Dans le cadre de la rubrique « Au Conseil d’Etat » du JCP A – Semaine Juridique – Edition Administration & Collectivités territoriales, j’ai l’honneur de chroniquer – chaque semaine – quelques décisions de la jurisprudence administrative. Voici trois extraits du prochain numéro :

CE, 06 mai 2019, M. B. (408531)

Légalité confirmée d’une décision peu formaliste du CNU

Le Landerneau académique de la section 32 (Chimie organique, minérale & industrielle) du Conseil National des Universités (Cnu) et l’Université de la Réunion ont frémi ces derniers jours. Etait en effet contestée, devant le CE en excès de pouvoir, une délibération – suivie par le ministère – de ladite section 32 ayant émis un avis défavorable quant à la nomination d’un maître de conférences dans un autre corps d’enseignants-chercheurs : celui des professeurs d’Université. Il existe effectivement plusieurs modalités ou voies pour intégrer ce corps et le juge rappelle à cet égard que l’art. 46 du décret du 6 juin 1984 met en place non seulement (aux alinéas 1,2 et 4 de l’art.) une procédure basée sur une qualification préalable des candidats sur une liste nationale d’habilitation émise par le CNU mais aussi (au moyen de l’art. 46-3°) une voie propre aux maîtres de conférences faisant état de dix années au moins de services et titulaires du diplôme d’HDR (habilitation à diriger les recherches). Par cette autre modalité, les concours ont d’abord lieu localement devant les Universités ouvrant des postes et, par suite seulement, le CNU est appelé à émettre un avis (suivi par le ministère) sur les candidatures classées et retenues par les établissements. Alors, précise le décret précité, « dans l’ordre de la liste de classement proposée par l’établissement, le candidat le mieux classé qui a reçu un avis favorable de la section du CNU est nommé ». En conséquence, et plusieurs candidats malheureux l’ont appris dans plusieurs des sections académiques, si une Université (et de facto un comité de sélection d’universitaires) classe premier un candidat (par exemple très apprécié localement pour son investissement administratif ou pédagogique mais moins pour ses qualités et mérites scientifiques), il n’est pas rare que le CNU « corrige » cette tentative en émettant un avis défavorable.
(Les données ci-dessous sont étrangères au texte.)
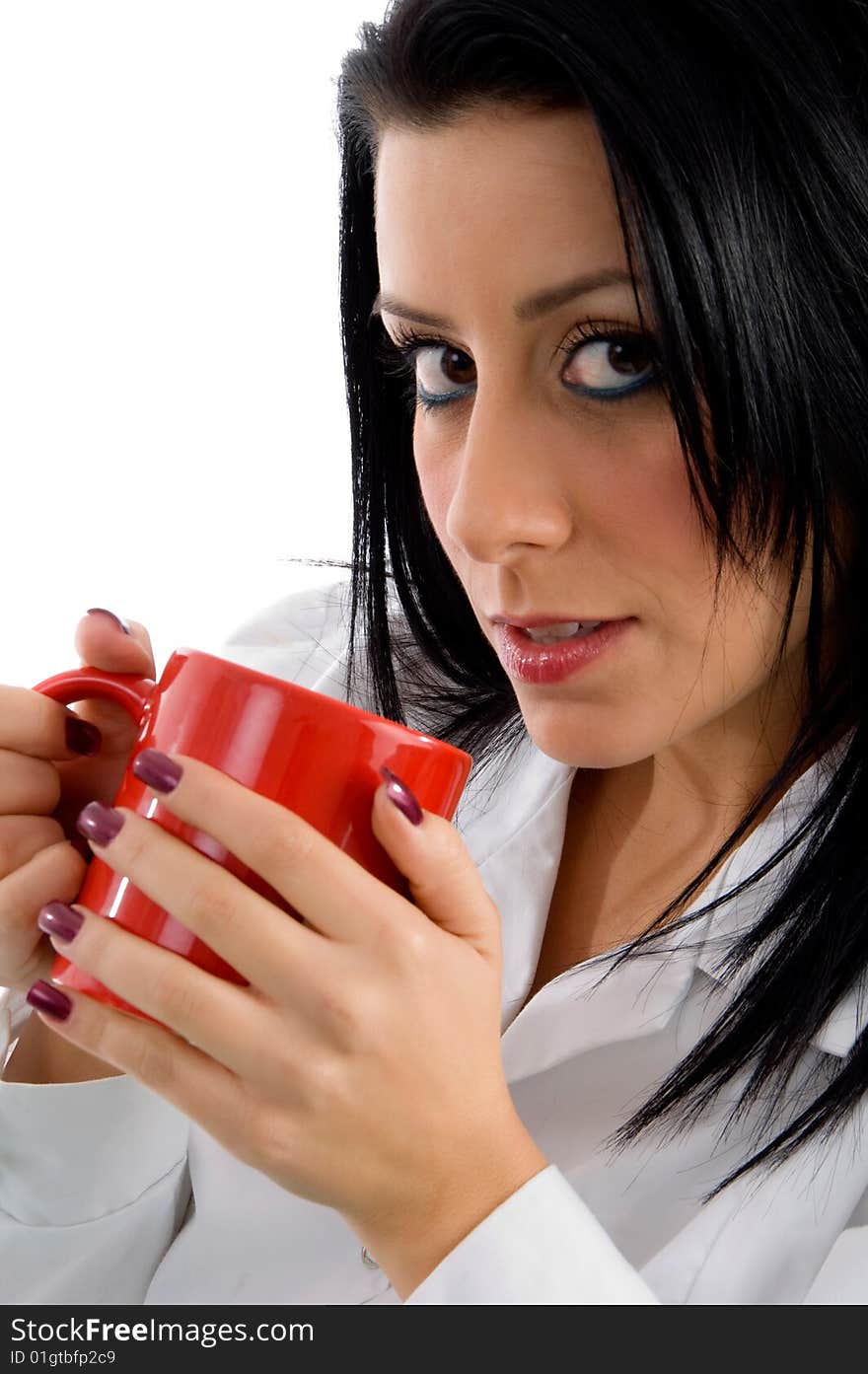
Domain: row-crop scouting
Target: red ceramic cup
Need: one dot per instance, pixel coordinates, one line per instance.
(314, 755)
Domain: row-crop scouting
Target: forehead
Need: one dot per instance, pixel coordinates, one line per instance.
(496, 191)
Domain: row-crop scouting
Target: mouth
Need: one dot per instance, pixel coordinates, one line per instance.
(551, 629)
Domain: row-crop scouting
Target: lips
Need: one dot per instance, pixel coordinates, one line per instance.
(542, 621)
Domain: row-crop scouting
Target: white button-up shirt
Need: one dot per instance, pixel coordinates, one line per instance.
(108, 1194)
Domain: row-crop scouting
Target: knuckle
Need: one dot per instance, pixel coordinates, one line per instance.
(178, 993)
(406, 947)
(210, 907)
(354, 1016)
(280, 845)
(273, 1142)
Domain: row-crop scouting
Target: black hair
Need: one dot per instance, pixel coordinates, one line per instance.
(737, 137)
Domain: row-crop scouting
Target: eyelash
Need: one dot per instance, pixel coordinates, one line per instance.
(398, 356)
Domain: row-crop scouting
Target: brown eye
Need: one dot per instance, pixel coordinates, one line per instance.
(602, 364)
(436, 366)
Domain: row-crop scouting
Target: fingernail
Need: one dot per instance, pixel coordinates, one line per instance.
(101, 611)
(99, 824)
(81, 735)
(401, 796)
(48, 999)
(59, 921)
(157, 769)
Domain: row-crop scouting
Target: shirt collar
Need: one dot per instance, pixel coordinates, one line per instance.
(514, 826)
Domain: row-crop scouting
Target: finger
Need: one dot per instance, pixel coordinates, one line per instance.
(329, 889)
(255, 937)
(102, 643)
(209, 1013)
(184, 1076)
(444, 880)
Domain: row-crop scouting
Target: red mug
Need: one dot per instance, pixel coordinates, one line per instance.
(318, 756)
Concrètement des candidats en positions secondes sont alors parfois « repêchés » et nommés car considérés plus qualifiés par le CNU que le lauréat ! Dans cette hypothèse, certains présidents d’Université nourrissent des ulcères face à l’institution nationale pourtant méritante et garante du service public – national et non local – de l’enseignement supérieur et de la recherche. En l’occurrence, on l’aura deviné, l’Université de la Réunion avait classé premier (…)

CE, 06 mai 2019, Ligne nationale pour la liberté des vaccinations (419242)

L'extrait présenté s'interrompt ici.